A Finnair flight from Helsinki meant that Andy was in Nottingham the next day for a biopsy. ‘They said, “Let’s operate” and by 28th May 2009 I was already clear of cancer in the pancreas.’

It was the biggest pancreatic tumor the surgeon had ever removed. The whole process, since being officially diagnosed, had taken about a month. But Andy was still seriously ill.

‘I still had secondary cancer of the liver and this is where Finland was fantastic and really pushed the boat out,’ he enthuses, speculating that this may have been because they had messed-up regarding the original cancer. ‘They removed 55 percent of my liver in a five hour operation. And the liver regenerates, so I now have the liver of a young man!’ he laughs. And that op was only made possible by the chemo treatment I got in Helsinki (to reduce the growths). If that hadn’t of worked I would have been a goner.”

Andy & Sari in Rome this autumn

Comparing the Finnish health care system to the English one, Andy feels that the English system is much better in the early stages. ‘The waiting time over here is crazy,’ he states. ‘You have to wait a long time to be seen and all that time the cancer is spreading. In Britain, they have targets so you’re seen more quickly. But, in Finland, once you’re in the pipe of treatment then its better. I was being treated 3 times a week. And the follow-up treatment has been superb.’
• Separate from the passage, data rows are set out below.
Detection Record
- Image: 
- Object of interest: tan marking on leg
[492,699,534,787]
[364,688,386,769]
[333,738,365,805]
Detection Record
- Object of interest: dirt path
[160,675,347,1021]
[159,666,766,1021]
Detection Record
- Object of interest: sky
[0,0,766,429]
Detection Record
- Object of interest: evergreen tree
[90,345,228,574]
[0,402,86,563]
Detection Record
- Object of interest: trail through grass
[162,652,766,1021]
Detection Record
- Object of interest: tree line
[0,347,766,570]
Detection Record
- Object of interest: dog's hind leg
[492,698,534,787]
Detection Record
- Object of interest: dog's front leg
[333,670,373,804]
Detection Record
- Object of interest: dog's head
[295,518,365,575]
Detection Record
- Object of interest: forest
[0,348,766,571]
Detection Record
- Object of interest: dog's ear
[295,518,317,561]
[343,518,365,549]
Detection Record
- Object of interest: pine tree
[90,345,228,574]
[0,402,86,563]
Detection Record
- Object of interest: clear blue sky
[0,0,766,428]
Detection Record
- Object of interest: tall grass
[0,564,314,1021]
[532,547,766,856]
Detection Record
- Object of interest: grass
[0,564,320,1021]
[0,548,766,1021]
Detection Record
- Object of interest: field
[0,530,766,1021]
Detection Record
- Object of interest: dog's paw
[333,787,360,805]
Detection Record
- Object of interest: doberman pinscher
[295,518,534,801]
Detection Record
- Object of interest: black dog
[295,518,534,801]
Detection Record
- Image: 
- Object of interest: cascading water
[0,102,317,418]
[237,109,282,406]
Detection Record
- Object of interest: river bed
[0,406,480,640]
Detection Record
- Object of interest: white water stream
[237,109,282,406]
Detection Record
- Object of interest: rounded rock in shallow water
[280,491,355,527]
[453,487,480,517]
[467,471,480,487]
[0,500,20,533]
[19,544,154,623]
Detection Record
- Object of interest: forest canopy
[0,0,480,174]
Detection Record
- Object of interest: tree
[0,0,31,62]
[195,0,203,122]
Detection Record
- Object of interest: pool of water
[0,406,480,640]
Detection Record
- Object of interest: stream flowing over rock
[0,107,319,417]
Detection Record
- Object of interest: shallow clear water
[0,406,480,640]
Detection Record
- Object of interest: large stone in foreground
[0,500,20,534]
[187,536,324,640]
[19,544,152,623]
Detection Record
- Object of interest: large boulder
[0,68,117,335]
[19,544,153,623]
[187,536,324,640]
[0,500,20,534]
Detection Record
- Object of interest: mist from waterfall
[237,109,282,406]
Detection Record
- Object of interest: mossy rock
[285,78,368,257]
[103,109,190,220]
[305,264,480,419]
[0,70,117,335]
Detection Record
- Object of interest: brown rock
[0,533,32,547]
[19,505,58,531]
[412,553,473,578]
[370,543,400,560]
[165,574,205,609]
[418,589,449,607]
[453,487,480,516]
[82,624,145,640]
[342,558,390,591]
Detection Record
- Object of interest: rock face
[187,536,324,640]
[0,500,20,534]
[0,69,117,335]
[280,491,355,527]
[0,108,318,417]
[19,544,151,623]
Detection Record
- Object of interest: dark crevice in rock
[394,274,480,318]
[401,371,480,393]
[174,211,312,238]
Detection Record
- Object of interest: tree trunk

Andy finally got the all clear on Christmas Day 2009 and his case was made public by ‘Private Healthcare UK’ last week.

‘My father died of asbestos cancer when he was 63,’ Andy tells me. ‘The last lesson he taught me was how to die.’

‘I didn’t want my kids to say, “Our dad was this really positive guy, until he got this awful cancer.”’

Andy tells me that mice do better under chemo if they’re positive and surrounded by their friends.  ”Until I got cancer I always had a sneaking feeling my really closest friends were in the UK. How wrong I was; I saw how adversity brings out the best in Finns. Neighbours we hardly knew would arrive at our door with a hot meal for the family. It still makes me cry – that kindness. And we now have more friends as a result.”

Andy’s not religious, but battling with cancer. he desperately tried to see the good in his life.

‘I’d had a happy life with a lot of love in it,’ he told me. Surely, dying in your forties, having lived such a life, was better than ‘being miserable but living until 93.’